A little birdie tipped me off to this story, about how politics in Massachusetts have gotten severely blocked, and suggested that a second Kerry run for the presidency could serve as a most effective laxative to Bay State Democrats.
As the author notes, Ted Kennedy (the senior senator) has been in office since 1962, and the junior senator (Kerry) since 1984. Neither shows much indication that they plan on retiring soon. (I have the sneaking suspicion that Kennedy simply intends to stay in the Senate as long as he lives — and considering the preservative powers of alcohol, he’s likely pretty much “pickled” already.)
This has created a heck of a logjam in Massachusetts politics. The Bay State currently has ten representatives in Congress. They lost one seat each after the last two censuses, and will likely lose at least one more after the next redistricting.That means that the House seats are turning into a form of “musical chairs,” and at least one of them will be out of a job soon. And with Kennedy and Kerry sitting tight, there’s no chance to move “up.”
In most any other state, the blockage wouldn’t be so bad. The candidates would be kept from growing complacent by the fact that they have to constantly on their toes when it comes to re-election, as the rival party would be looking to knock them off.
Unfortunately, that doesn’t work in Massachusetts.

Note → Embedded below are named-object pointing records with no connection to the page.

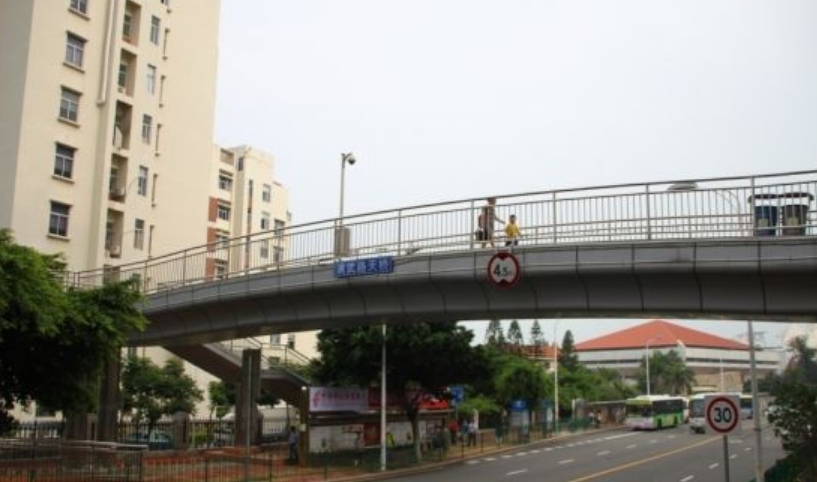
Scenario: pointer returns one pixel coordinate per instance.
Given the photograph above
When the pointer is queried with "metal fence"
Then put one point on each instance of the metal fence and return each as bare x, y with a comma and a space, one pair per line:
55, 460
768, 205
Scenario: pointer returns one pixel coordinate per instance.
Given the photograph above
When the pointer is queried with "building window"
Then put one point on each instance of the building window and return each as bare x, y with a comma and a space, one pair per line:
224, 212
151, 80
147, 128
155, 28
58, 222
142, 181
122, 79
69, 105
222, 239
79, 5
225, 181
139, 234
64, 161
74, 50
127, 26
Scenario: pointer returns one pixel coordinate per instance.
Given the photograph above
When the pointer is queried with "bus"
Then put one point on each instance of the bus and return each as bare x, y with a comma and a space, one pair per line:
648, 412
697, 417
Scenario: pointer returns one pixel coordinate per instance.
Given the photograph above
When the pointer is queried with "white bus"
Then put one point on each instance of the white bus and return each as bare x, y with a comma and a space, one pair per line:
649, 412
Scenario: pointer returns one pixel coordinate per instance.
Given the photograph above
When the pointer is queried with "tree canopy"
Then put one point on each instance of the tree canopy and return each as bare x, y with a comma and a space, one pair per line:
148, 391
70, 333
420, 356
794, 413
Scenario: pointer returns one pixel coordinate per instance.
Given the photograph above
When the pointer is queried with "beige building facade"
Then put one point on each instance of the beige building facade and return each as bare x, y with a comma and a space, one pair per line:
106, 137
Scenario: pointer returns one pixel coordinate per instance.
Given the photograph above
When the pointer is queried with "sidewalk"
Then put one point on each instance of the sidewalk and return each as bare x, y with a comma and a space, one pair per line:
455, 455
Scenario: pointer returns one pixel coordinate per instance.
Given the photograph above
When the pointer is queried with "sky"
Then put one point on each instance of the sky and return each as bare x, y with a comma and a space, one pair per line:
452, 99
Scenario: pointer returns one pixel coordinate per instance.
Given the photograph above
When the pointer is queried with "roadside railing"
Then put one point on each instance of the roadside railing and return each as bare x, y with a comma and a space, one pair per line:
756, 206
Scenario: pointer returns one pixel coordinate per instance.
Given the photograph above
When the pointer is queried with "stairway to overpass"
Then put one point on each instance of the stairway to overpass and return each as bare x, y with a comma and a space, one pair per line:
223, 360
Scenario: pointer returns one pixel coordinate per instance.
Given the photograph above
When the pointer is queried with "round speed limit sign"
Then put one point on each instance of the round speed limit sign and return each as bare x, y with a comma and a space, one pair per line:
503, 270
722, 413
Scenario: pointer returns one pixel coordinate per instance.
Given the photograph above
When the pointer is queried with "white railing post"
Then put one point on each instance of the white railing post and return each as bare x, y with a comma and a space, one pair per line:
649, 214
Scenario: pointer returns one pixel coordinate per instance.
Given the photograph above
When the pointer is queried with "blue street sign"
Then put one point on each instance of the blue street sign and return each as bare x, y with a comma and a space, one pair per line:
364, 267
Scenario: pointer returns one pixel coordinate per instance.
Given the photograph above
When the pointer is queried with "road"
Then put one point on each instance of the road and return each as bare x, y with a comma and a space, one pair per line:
672, 455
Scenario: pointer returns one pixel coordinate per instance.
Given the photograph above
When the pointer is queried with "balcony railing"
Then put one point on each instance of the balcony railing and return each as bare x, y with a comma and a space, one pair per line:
722, 208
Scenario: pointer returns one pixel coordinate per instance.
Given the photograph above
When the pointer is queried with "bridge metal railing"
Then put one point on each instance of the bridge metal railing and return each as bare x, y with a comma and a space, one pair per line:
765, 205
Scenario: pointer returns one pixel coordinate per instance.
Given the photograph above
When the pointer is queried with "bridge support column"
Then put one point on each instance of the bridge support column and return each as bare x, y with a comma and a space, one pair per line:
247, 416
109, 400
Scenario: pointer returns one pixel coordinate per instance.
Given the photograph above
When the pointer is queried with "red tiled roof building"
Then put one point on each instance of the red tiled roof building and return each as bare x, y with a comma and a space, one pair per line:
718, 362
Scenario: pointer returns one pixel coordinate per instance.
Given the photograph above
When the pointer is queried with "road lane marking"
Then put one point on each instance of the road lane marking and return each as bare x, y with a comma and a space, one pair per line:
643, 461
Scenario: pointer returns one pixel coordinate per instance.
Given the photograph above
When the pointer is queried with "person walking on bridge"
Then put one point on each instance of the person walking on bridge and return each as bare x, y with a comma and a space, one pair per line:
486, 221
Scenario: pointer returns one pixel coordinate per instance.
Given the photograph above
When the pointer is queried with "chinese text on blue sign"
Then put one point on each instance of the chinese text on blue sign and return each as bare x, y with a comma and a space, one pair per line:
364, 267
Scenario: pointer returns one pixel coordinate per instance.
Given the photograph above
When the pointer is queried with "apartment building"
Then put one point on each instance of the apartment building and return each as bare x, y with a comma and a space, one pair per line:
107, 128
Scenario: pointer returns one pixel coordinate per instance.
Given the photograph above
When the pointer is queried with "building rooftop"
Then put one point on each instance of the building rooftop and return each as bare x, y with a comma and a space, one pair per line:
659, 333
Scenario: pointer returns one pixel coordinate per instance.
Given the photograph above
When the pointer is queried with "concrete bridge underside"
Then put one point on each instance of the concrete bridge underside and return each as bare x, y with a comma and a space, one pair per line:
758, 278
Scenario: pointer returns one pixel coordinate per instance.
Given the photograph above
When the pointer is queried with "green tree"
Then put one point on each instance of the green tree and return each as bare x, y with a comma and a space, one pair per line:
70, 333
494, 335
568, 359
148, 391
794, 413
515, 338
668, 374
537, 339
521, 379
420, 356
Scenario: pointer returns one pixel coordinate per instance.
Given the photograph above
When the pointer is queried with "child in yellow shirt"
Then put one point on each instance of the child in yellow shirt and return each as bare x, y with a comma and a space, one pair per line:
512, 232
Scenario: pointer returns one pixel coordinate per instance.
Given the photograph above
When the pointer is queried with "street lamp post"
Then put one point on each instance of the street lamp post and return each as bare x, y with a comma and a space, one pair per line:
647, 352
345, 158
341, 239
555, 379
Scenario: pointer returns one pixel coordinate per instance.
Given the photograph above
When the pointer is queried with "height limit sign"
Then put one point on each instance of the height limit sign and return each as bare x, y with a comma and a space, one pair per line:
503, 269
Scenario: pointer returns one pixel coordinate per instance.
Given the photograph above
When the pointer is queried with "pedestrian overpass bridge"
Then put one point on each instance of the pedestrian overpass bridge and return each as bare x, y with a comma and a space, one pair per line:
726, 248
729, 248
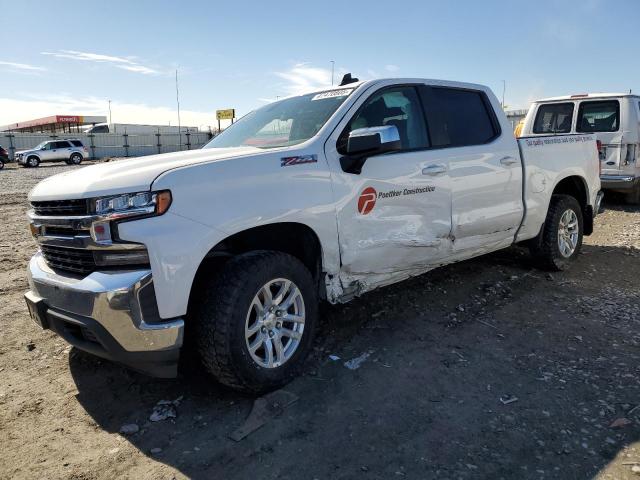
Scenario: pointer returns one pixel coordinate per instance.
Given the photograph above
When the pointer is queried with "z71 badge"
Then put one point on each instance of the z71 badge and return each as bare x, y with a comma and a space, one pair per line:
299, 160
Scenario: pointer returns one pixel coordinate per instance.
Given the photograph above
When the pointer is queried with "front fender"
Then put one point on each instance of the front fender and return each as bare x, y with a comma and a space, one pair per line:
217, 199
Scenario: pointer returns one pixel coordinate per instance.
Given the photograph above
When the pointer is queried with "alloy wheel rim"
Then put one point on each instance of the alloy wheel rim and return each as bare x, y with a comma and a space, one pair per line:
275, 323
568, 231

The Republican party barely exists in the Bay State. Both Houses in the state are almost 90% Democratic. All 12 seats in Congress are held by Democrats. And after 16 years, the Republicans have just lost the governorship, completely and utterly locked out of power. And there are few signs at this point of the Republicans will stage any sort of a comeback.
But back to the point: the author thinks that a second Kerry run for the presidency might shake up a few things, helping out other Democrats in the Bay State. But that story overlooks a few finer details about Kerry himself, the kind of thing that only someone who lives in Massachusetts (or, in my case, just north of Massachusetts) would pick up on.
1) Kerry is utterly disinterested in helping other Democrats. His detractors say that his initials stand for “Just For Kerry.” In 1982, he ran for lieutenant governor against Michael Dukakis’ hand-chosen running mate — and won. He’s never shown much interest in helping out the party as a whole or other candidates — it’s all about him.
2) Kerry is a notorious flip-flopper, and will find a loophole to benefit himself whenever he can. In this case, it’s a matter of the calendar.
Under Massachusetts law, Kerry has until March or so of 2008 to officially file for re-election to the United States Senate. In essence, Kerry can run for president before he doesn’t run for president, and then still run for re-election.
(It’s worth noting that in
20002002, Kerry had no Republican challenger for his Senate seat.)
Massachusetts, once again, shows just how important having two parties can be — and how hideous things can get when one party has such an absolute lock on power.